Let $A$ be a ring and $I_0\supset I_1\supset I_2\supset\ldots$ a decreasing sequence of ideals. Let $R_i=A/I_i$ be the factor ring of $A$ by the ideal $I_i.$ Let $f_i:R_{i+1}\rightarrow R_i$ be the canonical homomorphism. Denote by $R$ the inverse limite of the sequence $(R_i, f_i)$. Suppose that $R$ is a reversible ring, that is, for $a, b\in R$ we have $ab=0\Rightarrow ba=0$. It is true that each ring $R_i$ is also reversible?
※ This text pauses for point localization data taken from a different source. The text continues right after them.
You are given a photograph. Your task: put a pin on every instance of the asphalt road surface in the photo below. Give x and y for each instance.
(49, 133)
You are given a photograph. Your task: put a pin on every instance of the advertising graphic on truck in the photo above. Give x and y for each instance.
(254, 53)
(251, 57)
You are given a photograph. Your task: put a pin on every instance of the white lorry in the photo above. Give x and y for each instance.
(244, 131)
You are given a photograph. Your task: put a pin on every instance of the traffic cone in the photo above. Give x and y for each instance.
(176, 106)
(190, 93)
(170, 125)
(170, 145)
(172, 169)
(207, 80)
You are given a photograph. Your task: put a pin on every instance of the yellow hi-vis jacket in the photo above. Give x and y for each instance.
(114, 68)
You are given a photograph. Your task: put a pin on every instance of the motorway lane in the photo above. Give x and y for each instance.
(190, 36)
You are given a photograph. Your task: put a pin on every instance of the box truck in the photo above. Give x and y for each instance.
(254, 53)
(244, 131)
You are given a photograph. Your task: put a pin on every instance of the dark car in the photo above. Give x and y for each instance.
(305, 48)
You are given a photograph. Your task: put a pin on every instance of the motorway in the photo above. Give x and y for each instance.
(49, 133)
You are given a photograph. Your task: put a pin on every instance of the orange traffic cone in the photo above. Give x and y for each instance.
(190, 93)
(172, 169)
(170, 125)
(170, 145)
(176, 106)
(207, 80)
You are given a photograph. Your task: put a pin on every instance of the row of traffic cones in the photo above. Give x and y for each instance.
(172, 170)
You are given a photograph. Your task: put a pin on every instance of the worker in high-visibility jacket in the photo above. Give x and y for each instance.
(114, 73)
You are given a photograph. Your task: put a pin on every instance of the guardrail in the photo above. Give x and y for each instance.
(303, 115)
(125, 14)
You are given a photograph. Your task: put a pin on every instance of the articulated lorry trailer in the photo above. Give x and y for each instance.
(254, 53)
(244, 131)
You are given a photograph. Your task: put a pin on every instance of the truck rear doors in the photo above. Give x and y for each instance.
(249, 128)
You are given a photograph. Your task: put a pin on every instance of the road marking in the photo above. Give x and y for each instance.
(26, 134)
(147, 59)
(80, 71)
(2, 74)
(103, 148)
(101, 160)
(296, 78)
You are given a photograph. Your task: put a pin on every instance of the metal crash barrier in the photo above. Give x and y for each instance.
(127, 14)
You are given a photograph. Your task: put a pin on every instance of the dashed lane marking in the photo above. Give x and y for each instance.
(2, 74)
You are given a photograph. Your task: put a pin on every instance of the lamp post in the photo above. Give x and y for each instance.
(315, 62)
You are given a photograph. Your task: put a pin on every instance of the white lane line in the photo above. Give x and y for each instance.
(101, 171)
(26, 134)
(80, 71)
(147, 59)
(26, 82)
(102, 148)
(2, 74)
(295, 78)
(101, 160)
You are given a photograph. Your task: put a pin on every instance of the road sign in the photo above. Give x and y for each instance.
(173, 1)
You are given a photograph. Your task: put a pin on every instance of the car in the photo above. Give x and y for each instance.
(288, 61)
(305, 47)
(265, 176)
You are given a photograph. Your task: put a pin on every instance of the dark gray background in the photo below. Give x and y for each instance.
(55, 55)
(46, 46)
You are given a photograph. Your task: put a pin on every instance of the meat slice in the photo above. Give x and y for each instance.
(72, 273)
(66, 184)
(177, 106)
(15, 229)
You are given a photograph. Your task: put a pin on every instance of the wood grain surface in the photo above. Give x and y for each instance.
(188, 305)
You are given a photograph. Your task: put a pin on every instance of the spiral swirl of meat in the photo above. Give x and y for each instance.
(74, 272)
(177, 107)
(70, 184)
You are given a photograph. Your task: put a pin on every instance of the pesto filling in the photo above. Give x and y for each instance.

Following on from Martin Brandenburg's remark, to answer the question in the negative it is enough to find a ring $R$ with no zerodivisors which has a nonreversible ring ($S$, say) as a proper homomorphic image. In a reversible ring, the right annihilator of an element is also its left annihilator, and as such, a twosided ideal. So any simple ring with zero divisors is not reversible. For a concrete example, we can take $R$ to be the universal enveloping algebra of $\mathfrak{sl}_2(\mathbb{C})$ and $S$ the ring of $2 \times 2$ matrices over $\mathbb{C}$. Since $R$ has an irreducible twodimensional module (the natural representation of $\mathfrak{sl}_2$), there is a surjection $R \twoheadrightarrow S$. Then $R$ is a domain, hence reversible, and $S$ is a simple ring with zero divisors, hence nonreversible. Indeed, if $e_{ij} \in S$ are the standard matrix units, then $e_{12}e_{11} = 0$ whilst $e_{11}e_{12} \neq 0$.